7. “There is no middle course, no neutrality. Each and every one must enlist either with the followers of Christ or those of Satan.” (Woodrow Wilson, The Papers of Woodrow Wilson, 1966, Vol. 1, p. 181, Arthur S. Link - editor).

8. “I am sorry for the men who do not read the Bible every day. I wonder why they deprive themselves of the strength and of the pleasure.” (Wilson, as cited in Huling 2000).

9. “The Bible is not something to turn aside to; the Bible is not something to which to resort for religious instruction and comfort; the Bible is not something to associate merely with churches and sermons.

It stands right in the center, in the market place, of our life, and there bubbles with the water of life. It is, itself, the fountain; it is, itself, the inexhaustible fountain. Only those who have learned from it, and only those who have drunk of those waters, can be refreshed for the longer journey.” (Woodrow Wilson, The Papers of Woodrow Wilson, 1977, Vol. 23, p. 499, Arthur S. Link - editor).

10. “The Bible is so commonly known and so universally spread through this Christian country that few people appreciate the treasure they see every day in their libraries. Let anyone turn over its pages carefully and scan its contents with a critical eye. It is a treasury of poetry, history, philosophy, laws and morals which will never be equalled.” (Woodrow Wilson, The Papers of Woodrow Wilson, 1966, Vol. 1, p. 184, Arthur S. Link - editor).

11. “As a history the Bible is one of the most valuable of ancient records, though it gives and professes to give, little information as to the history of the period. Into these sacred pages the historian can dip without fear of finding anything but truth.

As a philosophical work this wonderful book is unsurpassed. In its teeming pages is developed a system of mental and moral philosophy than which none has ever been more simple and yet more profound, more plain, or more logical. No philosopher ancient or modern has ever been able to conceive of motives more powerful than are here set forth. Here is found the key to every man’s character, for which philosophers have so long and so vainly sought.” (Woodrow Wilson, The Papers of Woodrow Wilson, 1966, Vol. 1, p. 185, Arthur S. Link - editor; see also the Wilmington North Carolina Presbyterian, Aug. 30, 1876).
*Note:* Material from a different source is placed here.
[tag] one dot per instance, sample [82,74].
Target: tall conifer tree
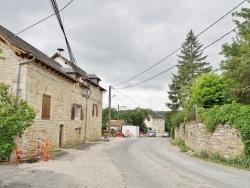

12. Sigmund Freud and William C. Bullitt described Woodrow Wilson’s religious convictions in their psychological-biographical study Thomas Woodrow Wilson: 28th President of the United States:

“He never doubted the exact and literal truth of Presbyterianism. All his life he prayed on his knees morning and evening. Every day he read the Bible. He believed absolutely in the immortality of the soul and the efficacy of prayer.

‘I do not see how anyone can sustain himself in any enterprise in life without prayer,’ he once wrote. ‘It is the only spring at which he can renew his spirit and purify his motive. God is the source of strength to every man and only by prayer can he keep himself close to the Father of his spirit.’ In crises he felt himself ‘guided by an intelligent Power outside himself’.” (Freud and Bullitt 1967, 7-8).